What a buyer should take from this case

The fastest path to "more capacity" is almost never a new machine. It is honest measurement of the machines you have. Most factories assume an OEE that is 10–20 percentage points higher than reality. When the gap closes, the next-machine question often disappears.

The second lesson is to start small. A Tier 1 visibility retrofit is the cheapest, lowest-risk way to find out whether bigger capex is justified. Skipping that step and going straight to a new machine — or a Tier 3 controls overhaul — is how plants spend millions to solve a problem they could have diagnosed for hundreds of thousands.

Decision rule: if your true OEE is unknown, do not buy another machine, another shift, or another factory. Measure first. The data will reframe the question, often dramatically.

How CISH structured the engagement

This was a Line Upgrade & Digitalisation engagement using the addanode IoT and OEE platform on the dashboard layer — open data formats, CSV/SQL export, no lock-in. Discussion format on this case is an anonymised metrics summary; production data and exact configuration are reserved for NDA reference walkthroughs.

Related reading: What does it cost to digitalise a production line? and Plastics & packaging production lines.

Frequently asked questions

Does this approach apply to blow moulding and extrusion as well?

Yes. The cycle-time / scrap / changeover / shift-drift pattern is universal in plastics processing. The specific signals differ — barrel zones, melt pressure, takeoff speed — but the visibility-first principle holds.

What if a machine has no usable controller-level signal?
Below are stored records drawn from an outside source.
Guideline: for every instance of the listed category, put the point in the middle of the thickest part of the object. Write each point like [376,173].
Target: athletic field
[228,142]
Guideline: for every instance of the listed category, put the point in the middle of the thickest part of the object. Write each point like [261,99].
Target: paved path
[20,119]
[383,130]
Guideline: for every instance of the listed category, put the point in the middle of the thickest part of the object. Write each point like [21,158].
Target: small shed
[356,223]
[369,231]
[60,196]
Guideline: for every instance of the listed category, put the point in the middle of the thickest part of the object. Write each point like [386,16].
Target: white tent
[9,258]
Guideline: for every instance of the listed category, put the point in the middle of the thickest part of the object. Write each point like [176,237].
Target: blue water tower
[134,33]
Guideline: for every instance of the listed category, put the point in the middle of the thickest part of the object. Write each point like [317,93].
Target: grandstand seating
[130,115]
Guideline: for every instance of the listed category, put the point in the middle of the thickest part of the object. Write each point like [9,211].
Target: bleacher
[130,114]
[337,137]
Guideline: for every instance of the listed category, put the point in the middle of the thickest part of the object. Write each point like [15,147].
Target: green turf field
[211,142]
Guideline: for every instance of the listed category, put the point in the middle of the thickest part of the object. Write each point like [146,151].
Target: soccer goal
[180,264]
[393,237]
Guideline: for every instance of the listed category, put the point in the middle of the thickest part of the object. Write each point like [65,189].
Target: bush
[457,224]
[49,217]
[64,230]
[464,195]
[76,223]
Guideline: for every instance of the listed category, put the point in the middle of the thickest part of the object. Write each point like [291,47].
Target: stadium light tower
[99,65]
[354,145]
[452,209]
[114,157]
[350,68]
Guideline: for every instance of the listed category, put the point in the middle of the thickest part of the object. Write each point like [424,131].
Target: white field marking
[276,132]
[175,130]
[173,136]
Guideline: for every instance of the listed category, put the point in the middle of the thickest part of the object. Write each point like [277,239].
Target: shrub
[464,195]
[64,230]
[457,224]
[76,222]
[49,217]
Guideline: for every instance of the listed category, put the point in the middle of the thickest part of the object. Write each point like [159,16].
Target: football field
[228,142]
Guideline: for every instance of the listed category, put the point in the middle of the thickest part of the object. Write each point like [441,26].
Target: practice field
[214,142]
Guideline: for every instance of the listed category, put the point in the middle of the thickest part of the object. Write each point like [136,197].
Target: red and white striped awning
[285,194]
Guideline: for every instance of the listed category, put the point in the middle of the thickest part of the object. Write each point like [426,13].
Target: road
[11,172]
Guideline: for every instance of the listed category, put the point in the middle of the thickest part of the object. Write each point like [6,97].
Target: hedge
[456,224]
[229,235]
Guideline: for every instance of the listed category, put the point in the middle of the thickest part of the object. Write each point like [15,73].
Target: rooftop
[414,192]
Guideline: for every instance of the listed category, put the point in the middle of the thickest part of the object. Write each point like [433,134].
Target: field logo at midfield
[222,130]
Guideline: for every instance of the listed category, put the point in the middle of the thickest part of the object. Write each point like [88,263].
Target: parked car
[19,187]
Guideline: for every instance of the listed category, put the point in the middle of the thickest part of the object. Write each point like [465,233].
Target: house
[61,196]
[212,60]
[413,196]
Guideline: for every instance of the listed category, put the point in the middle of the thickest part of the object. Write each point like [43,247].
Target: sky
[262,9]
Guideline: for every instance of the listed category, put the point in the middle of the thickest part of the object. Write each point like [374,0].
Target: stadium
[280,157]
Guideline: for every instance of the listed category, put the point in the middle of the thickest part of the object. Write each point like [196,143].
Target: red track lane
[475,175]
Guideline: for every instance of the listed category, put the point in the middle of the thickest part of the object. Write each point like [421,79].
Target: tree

Shot counter, reject counter, and current-clamp data are sufficient for a Tier 1 dashboard. We add controller-level integration where the machine supports it and the customer wants the depth; without it we still get a meaningful OEE picture.

Why no AI / predictive maintenance from day one?

Because real predictive value needs 6–12 months of sensor history. Selling "AI predictive maintenance" without that history is sales theatre. We build the data history first; only then do we layer condition-monitoring or predictive logic on signals that justify it.

Can the dashboard be cancelled without losing data?

Yes — explicitly. The client owns the database. CSV / SQL export is built in. If the service contract ends, the data and the dashboard configuration go with the client.

Can CISH share the named client?

Not publicly. NDA reference walkthrough available where a live buying decision justifies it — including direct contact with the client's production lead.